Uitspraak 200606369/1


Volledige tekst

200606369/1.
Datum uitspraak: 21 maart 2007

AFDELING
BESTUURSRECHTSPRAAK

Uitspraak op het hoger beroep van:

het college van burgemeester en wethouders van Pijnacker-Nootdorp,
appellant,

tegen de uitspraak in zaak no. 05/5627 van de rechtbank 's-Gravenhage van 11 juli 2006 in het geding tussen:

[wederpartij], wonend te [woonplaats]

en

appellant.

1. Procesverloop

Bij besluit van 31 december 2004 heeft appellant (hierna: het college) het verzoek van [wederpartij] om volledige openbaarmaking van een aan [wederpartij] gerichte conceptbrief van 13 (lees: 12) augustus 2003 (hierna: de conceptbrief) afgewezen.

Bij besluit van 28 juni 2005 heeft het college het daartegen door [wederpartij] gemaakte bezwaar ongegrond verklaard.

Bij uitspraak van 11 juli 2006, verzonden op 18 juli 2006, heeft de rechtbank 's-Gravenhage (hierna: de rechtbank) het daartegen door [wederpartij] ingestelde beroep gegrond verklaard, het bestreden besluit vernietigd, het besluit van het college van 3 januari 2005 (lees: 31 december 2004) herroepen en bepaald dat het college opnieuw dient te beslissen op het verzoek van [wederpartij]. Deze uitspraak is aangehecht.

Tegen deze uitspraak heeft het college bij brief, bij de Raad van State ingekomen op 28 augustus 2006, hoger beroep ingesteld. De gronden zijn aangevuld bij brief, bij de raad ingekomen op 11 september 2006. Deze brieven zijn aangehecht.

Bij brief van 29 september 2006 heeft [wederpartij] de Afdeling toestemming verleend als bedoeld in artikel 8:29, vijfde lid, van de Algemene wet bestuursrecht (hierna: de Awb) om kennis te nemen van de niet openbaar gemaakte stukken.

Bij brief van 25 oktober 2006 heeft [wederpartij] van antwoord gediend.

De Afdeling heeft de zaak ter zitting behandeld op 6 februari 2007, waar het college, vertegenwoordigd door mr.
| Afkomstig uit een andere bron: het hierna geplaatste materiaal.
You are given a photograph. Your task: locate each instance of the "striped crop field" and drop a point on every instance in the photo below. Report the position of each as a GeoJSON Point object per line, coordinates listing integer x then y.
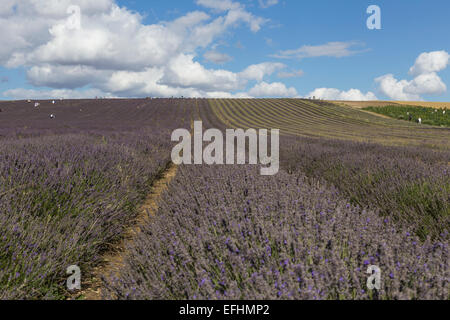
{"type": "Point", "coordinates": [324, 119]}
D.M.C. Schuurmans, advocaat te Voorburg, en [wederpartij] in persoon, bijgestaan door mr. A.A. de Groot, advocaat te Delft, zijn verschenen.

2. Overwegingen

2.1. Ingevolge artikel 1, aanhef en onder c, van de Wet openbaarheid van bestuur (hierna: de Wob) wordt in die wet en de daarop berustende bepalingen onder intern beraad verstaan: het beraad over een bestuurlijke aangelegenheid binnen een bestuursorgaan, dan wel binnen een kring van bestuursorganen in het kader van de gezamenlijke verantwoordelijkheid voor een bestuurlijke aangelegenheid.

Ingevolge artikel 1, aanhef en onder f, wordt in deze wet en de daarop berustende bepalingen onder persoonlijke beleidsopvatting verstaan: een opvatting, voorstel, aanbeveling of conclusie van een of meer personen over een bestuurlijke aangelegenheid en de daartoe door hen aangevoerde argumenten.

Ingevolge artikel 3, eerste lid, kan een ieder een verzoek om informatie neergelegd in documenten over een bestuurlijke aangelegenheid richten tot een bestuursorgaan of een onder verantwoordelijkheid van een bestuursorgaan werkzame instelling, dienst of bedrijf.

Ingevolge het vijfde lid, zoals dat gold ten tijde hier van belang, wordt een verzoek om informatie ingewilligd met inachtneming van het bepaalde in de artikelen 10 en 11.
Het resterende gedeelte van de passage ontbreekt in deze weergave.